Question

At what rate will a sum of Rs.\[4000\] yield a compound interest of Rs.\[410\] in \[2\] years?

Answer 1

Hint: To solve this question we should have the knowledge of compound interest. We should know how to apply the formula of compound interest on real life problem statements. The questions from this topic always demand the conversion of problem statements into mathematical form. We have to just identify the required values from the given question and substitute the values in the formula of compound interest.
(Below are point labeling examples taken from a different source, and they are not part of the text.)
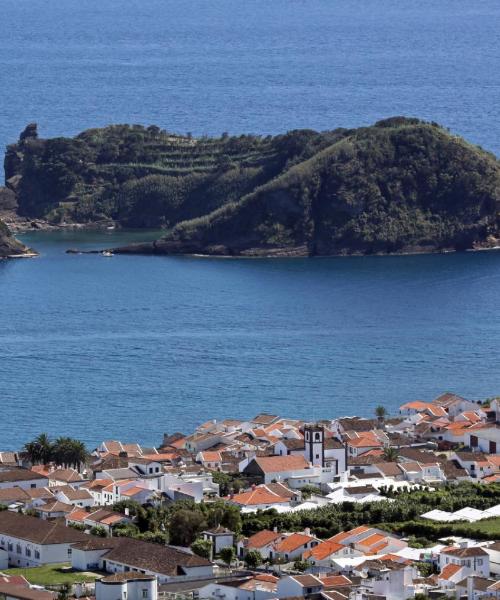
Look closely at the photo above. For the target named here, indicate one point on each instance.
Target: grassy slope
(353, 194)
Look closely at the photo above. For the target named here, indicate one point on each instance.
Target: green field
(488, 529)
(56, 574)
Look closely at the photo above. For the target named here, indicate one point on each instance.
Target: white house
(262, 541)
(220, 538)
(257, 587)
(387, 579)
(127, 586)
(31, 542)
(77, 497)
(483, 437)
(294, 586)
(22, 478)
(493, 551)
(473, 560)
(124, 555)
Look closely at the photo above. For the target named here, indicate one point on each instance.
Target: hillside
(401, 185)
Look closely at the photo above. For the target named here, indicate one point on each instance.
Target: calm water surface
(131, 347)
(135, 346)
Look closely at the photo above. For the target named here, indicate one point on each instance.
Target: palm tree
(381, 413)
(390, 454)
(79, 454)
(45, 448)
(38, 450)
(31, 452)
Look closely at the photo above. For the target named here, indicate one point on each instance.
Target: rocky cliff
(401, 185)
(9, 246)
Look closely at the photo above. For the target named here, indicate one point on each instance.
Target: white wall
(25, 485)
(127, 590)
(26, 554)
(4, 559)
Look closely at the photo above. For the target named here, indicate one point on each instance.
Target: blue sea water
(130, 347)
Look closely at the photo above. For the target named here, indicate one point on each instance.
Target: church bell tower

Complete step-by-step solution:
This question requires the knowledge of compound interest and how to evaluate compound interest by substituting the values in the formula. We should know how to convert this real life problem statement into mathematical form. We just need to know what is given in the question and just apply the required concepts. We will now move on to the discussion of the above concepts one by one.
Compound Interest: Compound interest is the addition of interest to the principal sum of a loan or deposit. In simple words, compound interest can also be defined as the interest on interest. In the case of simple annual interest it is the amount per period, multiplied by the number of periods per year.
For e.g. When you deposit money in a savings account, you will usually receive interest based on the amount that you deposited.
The above example is a real life example.
Compound interest is calculated by multiplying the initial principal amount by one plus the annual interest rate raised to the number of compound periods minus one. The total initial amount of the loan is then subtracted from the resulting value.
The formula for compound interest is given by,
\[A=P{{\left( 1+\dfrac{r}{n} \right)}^{nt}}\]
Here,
\[A=\] final amount
\[P=\] initial principal balance
\[r=\] interest rate
\[n=\] number of times interest applied per time period
\[t=\] number of time periods elapsed
After revising all the required concepts, let us move to solve the main question.
In the given problem,
\[P=4000\]
\[A=4000+410=4410\]
\[t=2\]
\[n=1\]
Substituting the above values in above formula we get,
 \[4410=4000{{\left( 1+\dfrac{r}{1} \right)}^{1\times 2}}\]
\[\begin{align}
  & \Rightarrow \dfrac{441}{400}={{(1+r)}^{2}} \\
 & \Rightarrow \sqrt{\dfrac{441}{400}}=(1+r) \\
 & \Rightarrow 1+r=\dfrac{21}{20} \\
 & \Rightarrow r=\dfrac{21}{20}-1 \\
 & \Rightarrow r=\dfrac{1}{20} \\
\end{align}\]
Let, \[R\] be the rate of interest.
$ \Rightarrow R=r\times 100 $
$ \Rightarrow R=\dfrac{1}{20}\times 100 $
$ \Rightarrow R=5% $
From this we can conclude that the rate of interest is \[5%\].

Note: This question completely depends on the concept of compound interest. The concept of compound interest is derived from the basic concept of simple interest. The knowledge of converting real life problem statements into mathematical form is really important while solving these types of questions. It is just an application based question which requires the substitution of values in the formula.